Le commandant de l'Onuci raccompagne les Dozos sur leur campement. Là, surplombant le village, ils sont une vingtaine. Des jeunes, le regard halluciné. A terre, le deuxième homme qu'ils retenaient prisonnier. Il a été sévèrement battu. « Nous le prenons avec nous », leur dit le commandant avant d'ajouter : « S'il y a des armes dans le village, travaillez avec les FRCI. Nous sommes tous ici pour bâtir la paix. Or, vos actions effraient la population ». « Ce n'est pas toi qui nous commande », lui lance l'un des jeunes gens.

Le porte-parole des Dozos arrive sur une moto. Ses hommes le saluent, un genou à terre. Après quelques minutes de palabres, il promet à l'officier onusien que ses hommes vont laisser le village en paix. Le malheureux prisonnier avec eux, les soldats onusiens retournent au coeur du village. « Invulnérable aux balles, tu parles, je l'aurais bien aligné, lui et tous les autres », réagit entre ses dents l'un des soldats.

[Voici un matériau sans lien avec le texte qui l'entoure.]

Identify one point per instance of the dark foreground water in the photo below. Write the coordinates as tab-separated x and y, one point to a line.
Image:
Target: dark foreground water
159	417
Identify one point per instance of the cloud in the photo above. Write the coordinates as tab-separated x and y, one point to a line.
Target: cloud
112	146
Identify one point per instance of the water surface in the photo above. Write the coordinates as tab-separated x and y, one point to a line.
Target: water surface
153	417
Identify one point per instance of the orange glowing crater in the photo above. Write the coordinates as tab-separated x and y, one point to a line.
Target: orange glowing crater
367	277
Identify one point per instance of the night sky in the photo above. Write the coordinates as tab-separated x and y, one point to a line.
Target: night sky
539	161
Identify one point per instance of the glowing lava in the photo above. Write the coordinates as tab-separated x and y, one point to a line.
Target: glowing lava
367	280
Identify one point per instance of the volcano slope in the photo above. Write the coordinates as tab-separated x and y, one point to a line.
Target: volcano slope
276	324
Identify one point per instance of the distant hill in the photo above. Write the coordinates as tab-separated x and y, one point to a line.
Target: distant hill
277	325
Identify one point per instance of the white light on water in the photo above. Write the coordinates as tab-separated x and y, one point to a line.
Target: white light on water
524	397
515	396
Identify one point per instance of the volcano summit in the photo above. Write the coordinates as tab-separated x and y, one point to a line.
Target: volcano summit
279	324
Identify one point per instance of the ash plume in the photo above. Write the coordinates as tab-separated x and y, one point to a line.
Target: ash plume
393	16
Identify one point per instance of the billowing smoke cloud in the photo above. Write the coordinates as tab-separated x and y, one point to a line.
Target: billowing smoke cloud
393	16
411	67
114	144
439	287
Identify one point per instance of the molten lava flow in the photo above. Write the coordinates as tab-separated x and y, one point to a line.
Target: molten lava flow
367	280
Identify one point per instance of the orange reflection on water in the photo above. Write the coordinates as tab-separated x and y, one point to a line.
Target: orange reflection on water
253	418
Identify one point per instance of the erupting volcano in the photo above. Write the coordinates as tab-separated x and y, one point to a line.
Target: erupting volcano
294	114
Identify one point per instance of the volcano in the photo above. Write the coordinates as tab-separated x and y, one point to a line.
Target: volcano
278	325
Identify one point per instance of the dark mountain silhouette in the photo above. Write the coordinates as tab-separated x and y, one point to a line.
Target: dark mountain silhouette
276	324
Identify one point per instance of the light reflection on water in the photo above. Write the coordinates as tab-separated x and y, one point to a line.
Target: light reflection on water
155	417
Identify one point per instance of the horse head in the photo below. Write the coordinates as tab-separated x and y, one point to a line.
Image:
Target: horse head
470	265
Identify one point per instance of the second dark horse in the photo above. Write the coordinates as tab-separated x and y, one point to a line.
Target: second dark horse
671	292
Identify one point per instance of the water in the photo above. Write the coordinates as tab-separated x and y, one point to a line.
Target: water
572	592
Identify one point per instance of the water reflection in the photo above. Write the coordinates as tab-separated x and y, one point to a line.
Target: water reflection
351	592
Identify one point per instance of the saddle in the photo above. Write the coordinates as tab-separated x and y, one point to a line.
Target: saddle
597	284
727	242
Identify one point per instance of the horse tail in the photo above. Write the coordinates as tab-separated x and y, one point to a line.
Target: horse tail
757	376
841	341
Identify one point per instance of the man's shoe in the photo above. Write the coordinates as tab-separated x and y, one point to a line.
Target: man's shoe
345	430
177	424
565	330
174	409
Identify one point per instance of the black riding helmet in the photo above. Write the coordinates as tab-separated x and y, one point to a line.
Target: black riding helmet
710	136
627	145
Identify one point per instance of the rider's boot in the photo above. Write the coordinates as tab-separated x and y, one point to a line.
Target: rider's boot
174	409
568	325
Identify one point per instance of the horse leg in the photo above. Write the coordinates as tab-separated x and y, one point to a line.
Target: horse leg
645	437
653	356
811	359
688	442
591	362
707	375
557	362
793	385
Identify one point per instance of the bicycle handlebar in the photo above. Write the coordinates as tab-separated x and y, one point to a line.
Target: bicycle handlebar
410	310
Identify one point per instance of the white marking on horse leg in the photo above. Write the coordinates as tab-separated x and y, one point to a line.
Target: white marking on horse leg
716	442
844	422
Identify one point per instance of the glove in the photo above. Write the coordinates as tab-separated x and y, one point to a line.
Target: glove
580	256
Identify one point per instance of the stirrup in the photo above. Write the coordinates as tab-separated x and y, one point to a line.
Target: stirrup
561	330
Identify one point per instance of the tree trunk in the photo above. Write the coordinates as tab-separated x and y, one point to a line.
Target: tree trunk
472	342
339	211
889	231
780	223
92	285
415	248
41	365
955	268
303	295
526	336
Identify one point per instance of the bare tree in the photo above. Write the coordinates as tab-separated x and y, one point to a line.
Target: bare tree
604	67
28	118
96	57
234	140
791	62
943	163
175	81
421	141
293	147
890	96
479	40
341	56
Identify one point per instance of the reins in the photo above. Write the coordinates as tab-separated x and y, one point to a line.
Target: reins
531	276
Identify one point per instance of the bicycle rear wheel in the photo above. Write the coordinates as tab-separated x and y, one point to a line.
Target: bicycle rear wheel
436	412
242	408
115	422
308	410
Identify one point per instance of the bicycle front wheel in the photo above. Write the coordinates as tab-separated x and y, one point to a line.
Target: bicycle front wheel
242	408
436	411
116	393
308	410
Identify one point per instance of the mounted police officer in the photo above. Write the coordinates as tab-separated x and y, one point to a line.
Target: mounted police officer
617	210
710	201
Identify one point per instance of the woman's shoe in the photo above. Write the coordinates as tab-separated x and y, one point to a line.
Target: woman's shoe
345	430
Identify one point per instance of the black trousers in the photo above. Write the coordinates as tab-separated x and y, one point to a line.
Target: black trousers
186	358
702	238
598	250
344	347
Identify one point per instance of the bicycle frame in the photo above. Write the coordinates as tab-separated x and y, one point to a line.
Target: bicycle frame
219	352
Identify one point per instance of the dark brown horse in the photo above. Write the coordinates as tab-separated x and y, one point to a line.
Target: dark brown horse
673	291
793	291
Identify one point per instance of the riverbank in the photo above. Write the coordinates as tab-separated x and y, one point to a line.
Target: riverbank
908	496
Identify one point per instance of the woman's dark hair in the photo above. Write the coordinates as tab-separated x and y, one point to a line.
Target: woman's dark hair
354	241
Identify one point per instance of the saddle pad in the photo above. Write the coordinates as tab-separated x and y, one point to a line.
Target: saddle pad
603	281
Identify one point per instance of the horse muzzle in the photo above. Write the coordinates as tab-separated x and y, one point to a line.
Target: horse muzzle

Ce soir-là, ils ont pu sauver deux vies mais l'homme le plus atteint doit être conduit à l'hôpital. Il ne peut plus se relever. « Ne vous inquiétez pas, dit le commandant au chef du village, nous allons patrouiller toute la nuit. Les Dozos ne reviendront plus. » Peine perdue. Des dizaines de familles ont déjà fait leur baluchon et quittent les lieux. « Nous sommes sans défense, dit une femme en tremblant, les Dozos tuent nos maris pour le compte des allogènes qui veulent s'approprier nos terres. » Direction ? La Mission catholique de Douékoué. Sur le bord de la route surgissant dans le faisceau des phares de la voiture, des colonnes de villageois, des familles entières, baluchons sur la tête, gagnent la mission. L'incident de Bahe-b aura fait fuir des centaines de Guérés. [...].